Reparem na foto abaixo. É final de tarde, o Sol ainda está no horizonte, mas a Aleluia já dorme, depois de passar o dia com a mãe e com os primos. Escolheu como cama o chão embaixo da paineira que está dentro do bezerreiro. Como ela é agitada e brincalhona, o cansaço e a barriga cheia são ótimos indutores do sono.




Indutores do sono...

Quanta poesia... Mas, desde quando este texto é para ser poético?

Tem nada a ver, como vocês verão a seguir.

Pensando bem, nem precisa reparar muito, basta olhar para a foto do tronco da paineira em detalhe.


Viram quantos espinhos?

Pois é. Nem por isso, contudo, a paineira deixa de ser bonita e, ao seu jeito, aconchegante.

Assim, ou mais ou menos assim, é a vida no campo.

Que é, sim, bucólica, agradável, confortável, romântica, poética, que tem lá seus momentos, raríssimos, de sombra e água fresca, mas, que em contrapartida dessas coisas todas, tem também muitos senões.

Muitos espinhos, como a paineira, que é linda e gostosa no verão, com sua sombra generosa, bonita toda vida na primavera, coberta de flores, útil no inverno com suas painas que, como no sítio do Tião, cobrem o chão e dão a impressão passageira e falsa de uma nevasca em pleno interior paulista.

Na paineira, os espinhos têm função protetora.

Na vida campestre, os espinhos têm tudo, menos qualquer função útil. Principalmente quando esses espinhos são humanos e roubam.

Roubam leite e roubam galinhas, como fizeram conosco na semana passada, roubam televisões, geladeiras e aparelhos de som.

Roubam carros, motos e tratores, roubam vacas e carneiam as coitadas em qualquer beirada de asfalto, tirando meio quilo de carne e deixando o resto para os urubus, cachorros, gatos e outros comensais de carnes abandonadas; esse foi o destino da coitada da Gisele, uma das minhas Jersey PO, registrada e tudo, há alguns anos.

Essa semana mesmo, meu amigo A. e sua esposa L., chamemo-los assim, chegou em sua casa, no sítio, e deparou com bandidos fugindo em duas pickups pequenas e uma moto. A porta estava arrombada, mas os vagabundos nada levaram. Não tiveram tempo, felizmente. Mais felizmente ainda, fugiram, sem enfrentamento e as funestas conseqüências que disso poderiam vir.

Não por coincidência, uma semana antes os bandidos, com toda certeza, jogaram um pedaço de carne envenenada e mataram a cachorra que tomava conta da casa do A e da L.

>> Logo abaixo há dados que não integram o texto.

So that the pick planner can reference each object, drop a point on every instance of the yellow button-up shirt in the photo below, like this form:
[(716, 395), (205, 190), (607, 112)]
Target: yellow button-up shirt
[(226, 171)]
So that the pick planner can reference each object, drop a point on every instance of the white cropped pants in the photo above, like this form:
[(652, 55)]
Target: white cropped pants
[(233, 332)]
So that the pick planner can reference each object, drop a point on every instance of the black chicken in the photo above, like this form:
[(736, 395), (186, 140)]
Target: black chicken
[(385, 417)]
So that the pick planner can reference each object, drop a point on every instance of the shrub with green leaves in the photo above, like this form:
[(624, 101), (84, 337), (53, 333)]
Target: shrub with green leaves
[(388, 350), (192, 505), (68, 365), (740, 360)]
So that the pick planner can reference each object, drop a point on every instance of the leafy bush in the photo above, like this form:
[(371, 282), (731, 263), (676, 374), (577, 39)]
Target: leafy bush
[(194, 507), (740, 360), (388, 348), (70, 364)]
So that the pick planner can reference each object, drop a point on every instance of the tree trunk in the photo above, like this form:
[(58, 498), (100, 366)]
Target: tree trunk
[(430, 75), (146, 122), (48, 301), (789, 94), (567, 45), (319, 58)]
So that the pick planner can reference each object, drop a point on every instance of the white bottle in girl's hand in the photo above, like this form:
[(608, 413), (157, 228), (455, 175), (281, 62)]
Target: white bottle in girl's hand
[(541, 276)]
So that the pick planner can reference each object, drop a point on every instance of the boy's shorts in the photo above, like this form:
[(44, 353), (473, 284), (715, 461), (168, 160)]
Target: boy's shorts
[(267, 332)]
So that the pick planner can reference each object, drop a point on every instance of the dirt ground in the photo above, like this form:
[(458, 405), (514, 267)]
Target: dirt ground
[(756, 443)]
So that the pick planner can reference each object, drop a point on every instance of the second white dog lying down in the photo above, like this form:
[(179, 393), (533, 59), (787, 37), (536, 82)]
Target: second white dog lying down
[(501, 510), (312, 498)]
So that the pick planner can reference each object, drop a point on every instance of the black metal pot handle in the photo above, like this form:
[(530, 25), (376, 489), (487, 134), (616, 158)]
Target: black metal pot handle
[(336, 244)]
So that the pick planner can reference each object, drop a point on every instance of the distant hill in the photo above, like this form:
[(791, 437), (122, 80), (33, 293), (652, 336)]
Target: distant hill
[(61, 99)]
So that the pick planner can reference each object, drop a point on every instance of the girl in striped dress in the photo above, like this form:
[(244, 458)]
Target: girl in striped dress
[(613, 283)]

Bom, a polícia foi chamada e compareceu, mas, naturalmente, nada fez, nada fará. Santa Rita do Passa Quatro tem apenas duas viaturas policiais para atender à cidade, à zona rural e ao distrito de Santa Cruz da Estrela. Nem é preciso dizer qual é a prioridade dos policiais, né? Até porque, ir pra zona rural implica em gastar combustível, pegar estradas de terra, ora com lama, ora com poeirão brabo, abrir porteira, passar por mata-burros, essas coisas todas que produtores rurais, e bandidos, são obrigados a fazer, mas que policiais e outras autoridades não gostam de fazer. Exceto, naturalmente, em período eleitoral, como agora.

Nos sítios e fazendas estamos isolados e, literalmente, sem proteção das forças de segurança, cuja existência tem por finalidade a proteção e segurança dos cidadãos.

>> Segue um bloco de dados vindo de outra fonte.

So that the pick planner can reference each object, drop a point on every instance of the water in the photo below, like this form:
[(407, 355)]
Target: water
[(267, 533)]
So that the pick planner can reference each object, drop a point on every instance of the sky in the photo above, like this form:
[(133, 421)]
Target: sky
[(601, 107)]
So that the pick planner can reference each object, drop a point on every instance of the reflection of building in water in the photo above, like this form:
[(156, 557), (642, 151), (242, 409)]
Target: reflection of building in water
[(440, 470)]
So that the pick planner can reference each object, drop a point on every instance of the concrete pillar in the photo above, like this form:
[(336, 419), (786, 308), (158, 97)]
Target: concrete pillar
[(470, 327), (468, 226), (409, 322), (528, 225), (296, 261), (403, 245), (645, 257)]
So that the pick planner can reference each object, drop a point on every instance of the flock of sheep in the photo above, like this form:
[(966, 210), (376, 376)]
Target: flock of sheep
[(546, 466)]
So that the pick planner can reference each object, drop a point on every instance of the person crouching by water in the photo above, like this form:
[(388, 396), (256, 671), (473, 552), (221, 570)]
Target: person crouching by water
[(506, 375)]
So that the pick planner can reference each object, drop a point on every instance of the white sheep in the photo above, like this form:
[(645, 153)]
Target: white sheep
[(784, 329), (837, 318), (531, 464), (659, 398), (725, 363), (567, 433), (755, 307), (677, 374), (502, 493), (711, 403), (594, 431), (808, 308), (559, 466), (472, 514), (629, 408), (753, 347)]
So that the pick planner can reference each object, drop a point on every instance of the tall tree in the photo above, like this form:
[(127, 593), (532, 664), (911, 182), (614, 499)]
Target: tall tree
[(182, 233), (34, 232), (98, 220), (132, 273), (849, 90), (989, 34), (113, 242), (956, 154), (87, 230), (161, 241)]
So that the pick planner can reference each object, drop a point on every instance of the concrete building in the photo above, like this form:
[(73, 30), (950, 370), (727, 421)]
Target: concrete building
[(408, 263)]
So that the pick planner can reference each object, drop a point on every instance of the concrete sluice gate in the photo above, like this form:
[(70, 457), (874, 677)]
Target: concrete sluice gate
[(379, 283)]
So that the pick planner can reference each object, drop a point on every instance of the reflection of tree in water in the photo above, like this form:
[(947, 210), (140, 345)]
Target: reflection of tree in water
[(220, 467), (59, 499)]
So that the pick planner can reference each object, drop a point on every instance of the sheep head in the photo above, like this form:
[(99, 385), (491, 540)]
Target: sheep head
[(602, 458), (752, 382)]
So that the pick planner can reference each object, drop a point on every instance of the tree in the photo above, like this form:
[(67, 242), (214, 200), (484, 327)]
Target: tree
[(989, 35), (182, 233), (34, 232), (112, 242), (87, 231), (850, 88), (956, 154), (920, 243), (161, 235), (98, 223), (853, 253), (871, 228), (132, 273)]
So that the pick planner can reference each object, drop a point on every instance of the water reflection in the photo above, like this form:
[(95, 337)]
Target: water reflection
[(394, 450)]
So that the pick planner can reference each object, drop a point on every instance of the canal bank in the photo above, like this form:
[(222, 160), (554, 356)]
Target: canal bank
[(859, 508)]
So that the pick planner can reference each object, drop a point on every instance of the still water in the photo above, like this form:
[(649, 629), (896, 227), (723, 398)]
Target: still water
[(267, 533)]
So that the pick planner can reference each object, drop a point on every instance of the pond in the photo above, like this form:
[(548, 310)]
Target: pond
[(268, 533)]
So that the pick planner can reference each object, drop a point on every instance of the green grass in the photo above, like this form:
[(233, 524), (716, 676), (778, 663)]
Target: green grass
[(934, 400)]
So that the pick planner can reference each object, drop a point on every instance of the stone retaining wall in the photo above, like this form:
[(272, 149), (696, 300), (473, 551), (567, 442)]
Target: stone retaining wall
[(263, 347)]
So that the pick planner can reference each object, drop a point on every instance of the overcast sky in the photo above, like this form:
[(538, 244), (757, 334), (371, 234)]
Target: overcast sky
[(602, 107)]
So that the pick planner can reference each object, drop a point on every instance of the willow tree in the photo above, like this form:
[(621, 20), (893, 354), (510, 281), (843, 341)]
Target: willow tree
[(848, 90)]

Ao mesmo tempo, as autoridades e as leis, impedem-nos ou restringem terrivelmente, a possibilidade de auto-defesa. Ter armas em casa, por exemplo, é pedir pra arrumar chifre em cabeça de cavalo. É crime, do qual, naturalmente, estão isentos os bandidos, mas não os moradores da zona rural.




Apesar disso tudo, a vida no campo tem seus atrativos, ao menos para mim.

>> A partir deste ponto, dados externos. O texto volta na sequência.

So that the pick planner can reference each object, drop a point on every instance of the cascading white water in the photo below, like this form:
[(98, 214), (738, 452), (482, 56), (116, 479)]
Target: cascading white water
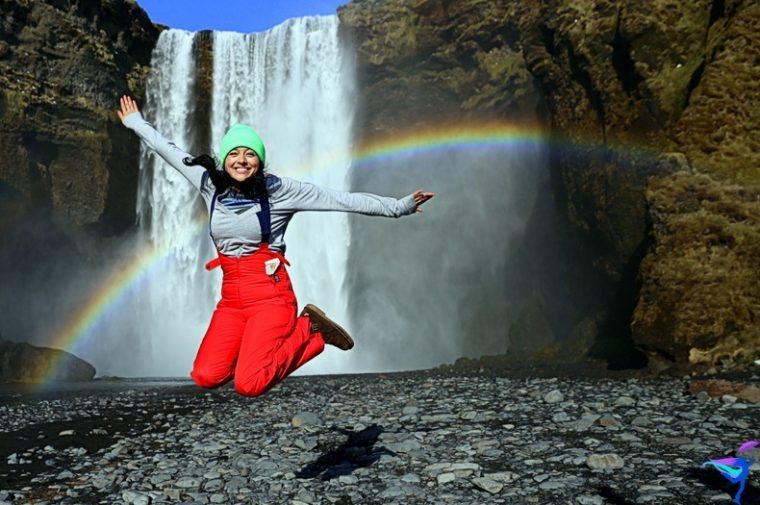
[(177, 300), (293, 84)]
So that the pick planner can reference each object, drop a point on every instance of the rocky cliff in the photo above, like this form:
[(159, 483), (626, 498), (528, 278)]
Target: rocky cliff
[(62, 66), (651, 112), (68, 172)]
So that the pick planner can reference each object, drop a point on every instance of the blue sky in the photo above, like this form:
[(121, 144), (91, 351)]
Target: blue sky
[(233, 15)]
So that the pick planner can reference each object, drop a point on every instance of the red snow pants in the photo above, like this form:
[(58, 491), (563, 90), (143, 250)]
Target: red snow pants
[(254, 334)]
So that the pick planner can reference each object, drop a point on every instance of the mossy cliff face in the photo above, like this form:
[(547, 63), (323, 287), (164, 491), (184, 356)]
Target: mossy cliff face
[(63, 65), (653, 111), (434, 61)]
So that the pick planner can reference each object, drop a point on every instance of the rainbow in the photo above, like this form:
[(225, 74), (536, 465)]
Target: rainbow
[(124, 276), (74, 334)]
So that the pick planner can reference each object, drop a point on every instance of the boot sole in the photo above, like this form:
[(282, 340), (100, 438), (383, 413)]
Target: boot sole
[(312, 309)]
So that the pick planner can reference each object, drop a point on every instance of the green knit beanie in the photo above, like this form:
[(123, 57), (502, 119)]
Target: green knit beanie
[(240, 135)]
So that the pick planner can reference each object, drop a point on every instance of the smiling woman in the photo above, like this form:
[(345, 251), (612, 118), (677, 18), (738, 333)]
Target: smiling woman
[(254, 335), (244, 16)]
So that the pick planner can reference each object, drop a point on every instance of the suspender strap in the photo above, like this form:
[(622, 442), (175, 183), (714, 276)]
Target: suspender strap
[(264, 220), (211, 212)]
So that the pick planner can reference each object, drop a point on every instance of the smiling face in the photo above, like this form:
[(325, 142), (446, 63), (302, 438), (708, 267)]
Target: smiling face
[(242, 163)]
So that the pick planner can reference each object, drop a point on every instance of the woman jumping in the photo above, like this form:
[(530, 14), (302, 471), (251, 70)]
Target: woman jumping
[(254, 335)]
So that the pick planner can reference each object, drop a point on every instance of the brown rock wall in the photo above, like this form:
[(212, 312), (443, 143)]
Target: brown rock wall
[(674, 236), (62, 68)]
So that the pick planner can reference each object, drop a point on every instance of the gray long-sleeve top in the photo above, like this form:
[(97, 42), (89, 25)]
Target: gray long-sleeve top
[(239, 233)]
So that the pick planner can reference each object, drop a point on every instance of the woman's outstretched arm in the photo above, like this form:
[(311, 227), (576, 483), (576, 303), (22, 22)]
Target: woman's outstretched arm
[(293, 195), (130, 116)]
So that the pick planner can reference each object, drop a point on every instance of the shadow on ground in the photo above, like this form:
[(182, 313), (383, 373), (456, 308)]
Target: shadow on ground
[(358, 451)]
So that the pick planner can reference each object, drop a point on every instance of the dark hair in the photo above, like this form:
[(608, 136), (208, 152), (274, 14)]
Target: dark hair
[(253, 187)]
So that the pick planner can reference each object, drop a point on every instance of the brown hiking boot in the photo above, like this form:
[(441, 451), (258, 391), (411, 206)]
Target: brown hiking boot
[(332, 333)]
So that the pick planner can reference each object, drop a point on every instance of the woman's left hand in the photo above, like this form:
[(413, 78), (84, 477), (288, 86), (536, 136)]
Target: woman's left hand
[(421, 197)]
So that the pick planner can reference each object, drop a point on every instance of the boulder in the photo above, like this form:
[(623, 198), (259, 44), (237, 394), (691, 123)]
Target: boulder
[(22, 362)]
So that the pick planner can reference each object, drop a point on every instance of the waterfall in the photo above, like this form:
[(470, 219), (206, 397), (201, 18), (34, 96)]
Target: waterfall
[(293, 85), (177, 300)]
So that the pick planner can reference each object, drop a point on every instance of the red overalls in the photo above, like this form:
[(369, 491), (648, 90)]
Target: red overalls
[(254, 334)]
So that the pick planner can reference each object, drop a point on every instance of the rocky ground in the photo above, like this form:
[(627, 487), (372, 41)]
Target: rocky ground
[(425, 437)]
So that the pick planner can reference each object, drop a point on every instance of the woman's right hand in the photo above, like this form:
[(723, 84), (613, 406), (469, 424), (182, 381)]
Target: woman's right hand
[(127, 106)]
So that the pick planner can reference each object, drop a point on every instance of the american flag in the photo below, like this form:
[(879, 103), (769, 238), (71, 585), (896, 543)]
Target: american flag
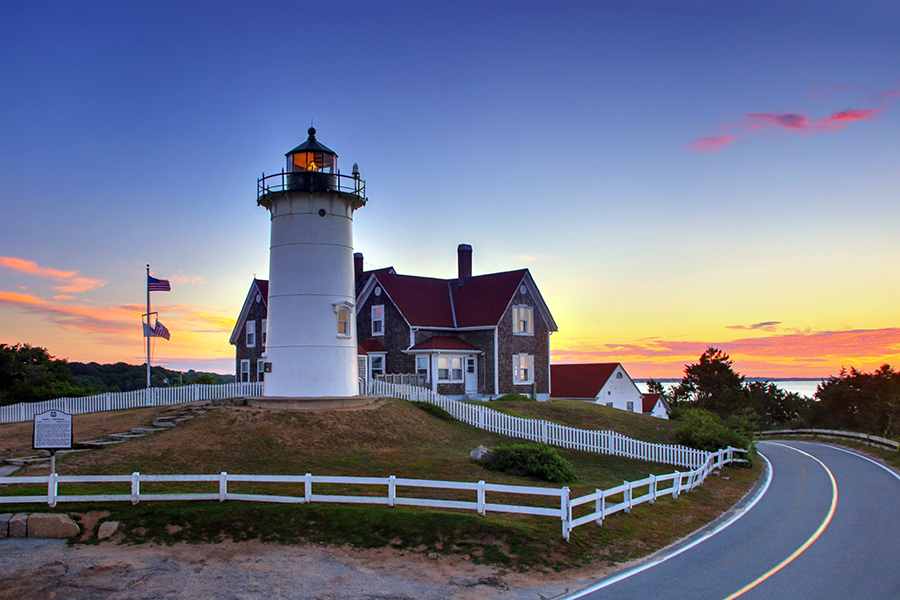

Como já disse mais de uma vez, o entardecer é um momento meio mágico.

A luz do Sol já baixo no horizonte dá um tom dourado a tudo. Os bezerros mais novos aproveitam o restinho de calor e antecipam a noite, caindo no sono ainda com claridade. Os mais erados ainda ficam zanzando por aqui e por ali, mastigam um pouco de feno, comem um bocadinho de grama, antes de se deitarem.

As noites com a Lua cheia, esplêndida e luminosa, ainda mais nesse céu limpo de inverno, são realmente lindas e despertam as melhores e, geralmente, as piores veias poéticas de muita gente. Gato escaldado que sou, para sorte de vocês fico quieto no meu canto e limito-me a essas mal traçadas linhas. Melhor dizendo, mal digitadas.

No fim, deixei para trás os espinhos da paineira e fiquei com suas flores e painas.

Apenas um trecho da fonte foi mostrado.